35

822 92 76
                                    

sevgili okuyucularim oncelıkle herkes hos geldi ☝🏻️🤩🙏🏻 bu ficin ilk bolumunu atarken bu kadar cok ilgi gorecegini tahmin etmiyodum. bu konusma bi minnettarlik konusmasidir sadece bi kere yapilir. 

yorum atan atmayan, oy veren vermeyen her okuyucuma tesekkur ederim. ama hem yorum atıp, hem de oy veren okuyucularimla da opusmek isterim en cok size tesekkurler gencler. simdi iyi okumalar <3

o gün izel'in koşarak uzaklaşmasıyla gülerek arabaya dönmüştüm, barış ne söylediğimi sorsa da ona bunu söyleyemezdim. o da sonunda pes etmiş olmalıydı ki kabullenip evime bırakmıştı beni ve çocukları. iki günde ona çok alıştığım için yokluğunu çokça hissetsem de her saniye görüntülü konuşarak kapatıyorduk bu durumu.

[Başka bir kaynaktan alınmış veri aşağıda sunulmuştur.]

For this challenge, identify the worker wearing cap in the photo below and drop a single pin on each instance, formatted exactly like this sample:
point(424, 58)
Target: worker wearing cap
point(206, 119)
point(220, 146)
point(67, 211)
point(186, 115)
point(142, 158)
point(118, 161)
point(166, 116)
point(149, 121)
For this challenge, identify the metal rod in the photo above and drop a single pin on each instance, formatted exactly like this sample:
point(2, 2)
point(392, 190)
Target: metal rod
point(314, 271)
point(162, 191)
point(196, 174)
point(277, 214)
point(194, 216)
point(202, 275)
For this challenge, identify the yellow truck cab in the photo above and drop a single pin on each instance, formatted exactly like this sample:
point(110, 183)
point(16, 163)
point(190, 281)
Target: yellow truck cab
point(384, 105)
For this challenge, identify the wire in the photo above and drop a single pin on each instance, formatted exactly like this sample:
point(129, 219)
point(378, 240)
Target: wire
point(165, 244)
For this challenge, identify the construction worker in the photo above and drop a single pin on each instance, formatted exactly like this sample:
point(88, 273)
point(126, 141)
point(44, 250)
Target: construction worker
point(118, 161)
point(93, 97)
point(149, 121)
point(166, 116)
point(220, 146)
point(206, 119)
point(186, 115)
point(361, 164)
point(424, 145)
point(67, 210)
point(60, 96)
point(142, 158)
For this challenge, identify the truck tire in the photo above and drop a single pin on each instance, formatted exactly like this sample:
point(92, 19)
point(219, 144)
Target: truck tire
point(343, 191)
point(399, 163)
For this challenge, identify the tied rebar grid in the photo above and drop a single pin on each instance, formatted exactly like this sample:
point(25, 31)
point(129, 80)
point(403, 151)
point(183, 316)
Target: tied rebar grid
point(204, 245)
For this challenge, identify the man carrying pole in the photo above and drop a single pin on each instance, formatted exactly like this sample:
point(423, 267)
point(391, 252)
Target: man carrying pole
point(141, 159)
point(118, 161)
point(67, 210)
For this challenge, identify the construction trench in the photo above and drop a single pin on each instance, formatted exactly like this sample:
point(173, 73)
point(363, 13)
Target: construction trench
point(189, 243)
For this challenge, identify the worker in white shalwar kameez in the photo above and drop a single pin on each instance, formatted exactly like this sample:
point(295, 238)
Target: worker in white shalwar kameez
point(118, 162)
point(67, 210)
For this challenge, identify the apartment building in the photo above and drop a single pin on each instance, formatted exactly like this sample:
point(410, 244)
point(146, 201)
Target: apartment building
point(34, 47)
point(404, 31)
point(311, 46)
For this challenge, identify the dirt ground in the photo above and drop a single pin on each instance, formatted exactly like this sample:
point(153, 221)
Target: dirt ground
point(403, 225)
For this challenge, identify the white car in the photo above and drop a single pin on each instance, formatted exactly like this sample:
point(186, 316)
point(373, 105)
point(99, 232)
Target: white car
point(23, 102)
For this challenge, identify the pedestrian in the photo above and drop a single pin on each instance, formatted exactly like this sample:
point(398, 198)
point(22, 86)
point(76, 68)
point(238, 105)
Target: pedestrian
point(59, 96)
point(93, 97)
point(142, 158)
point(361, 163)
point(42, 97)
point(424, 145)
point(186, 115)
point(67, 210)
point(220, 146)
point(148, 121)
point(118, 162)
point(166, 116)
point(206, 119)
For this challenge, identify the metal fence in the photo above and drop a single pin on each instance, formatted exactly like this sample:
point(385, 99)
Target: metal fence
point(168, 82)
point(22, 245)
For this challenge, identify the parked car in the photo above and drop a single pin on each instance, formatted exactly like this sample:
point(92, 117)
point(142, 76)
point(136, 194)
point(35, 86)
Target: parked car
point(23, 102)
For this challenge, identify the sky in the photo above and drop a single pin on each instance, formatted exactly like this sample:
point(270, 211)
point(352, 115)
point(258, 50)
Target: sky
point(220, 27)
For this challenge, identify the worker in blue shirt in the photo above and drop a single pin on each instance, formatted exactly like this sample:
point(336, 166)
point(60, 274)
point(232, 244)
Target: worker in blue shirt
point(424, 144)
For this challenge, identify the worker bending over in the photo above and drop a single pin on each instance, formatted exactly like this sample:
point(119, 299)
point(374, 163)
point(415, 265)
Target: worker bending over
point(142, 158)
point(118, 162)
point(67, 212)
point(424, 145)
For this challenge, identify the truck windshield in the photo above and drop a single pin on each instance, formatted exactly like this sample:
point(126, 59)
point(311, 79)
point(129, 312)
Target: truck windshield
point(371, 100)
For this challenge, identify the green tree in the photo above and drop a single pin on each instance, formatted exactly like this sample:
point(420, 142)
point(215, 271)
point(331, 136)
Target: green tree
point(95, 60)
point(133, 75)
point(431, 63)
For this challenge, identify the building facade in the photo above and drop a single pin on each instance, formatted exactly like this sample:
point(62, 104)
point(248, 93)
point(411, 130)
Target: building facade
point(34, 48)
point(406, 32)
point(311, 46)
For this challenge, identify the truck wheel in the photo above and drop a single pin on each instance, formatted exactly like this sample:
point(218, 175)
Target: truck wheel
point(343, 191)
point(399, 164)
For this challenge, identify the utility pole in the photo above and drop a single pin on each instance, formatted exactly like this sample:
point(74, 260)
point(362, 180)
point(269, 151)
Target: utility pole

başka bir durum vardı ki okula istifasını vermiş olmasıydı. o gün izel'i hallettikten sonra ne kadar da ısrar etsem okula verdiği istifasını geri çekmemişti. şimdi öğrenilmezse sonra ortaya çıkar ben çevrende durdukça bütün gözler üzerimizde olur rahat edemem demişti. haklıydı birisi bizi onun odasında yaptığımız muazzam işlerimizi görseydi şimdi ne ben okuyordum ne de o işini sürdürebiliyordu. biraz dinlendikten sonra başka okullara başvuru yapacağını söylemişti bende kabul etmek zorunda kalmıştım. zaten şunun şurasında 1 yıl sonra taşınacaktık dayanabilirdim. 

şimdi akşam ki doğum günü partisi için sevgilimle görüntülü konuşarak ne alacağımızı düşünüyorduk. barış'ın mükemmel fikirlerinden biri bir ayıcığın yüzüne ferdi abinin yüzünün maskesini takıp galatasaray forması giydirmekti. ferdi abi, yeni yaşına bayılarak girmemesi için bu fikri anından reddetmiştim, canım arkadaşım genç yaşında dul kalamazdı. 

"sevgilim ya sen arkadaşını tanımıyor musun? ne sever? nelerden hoşlanır?"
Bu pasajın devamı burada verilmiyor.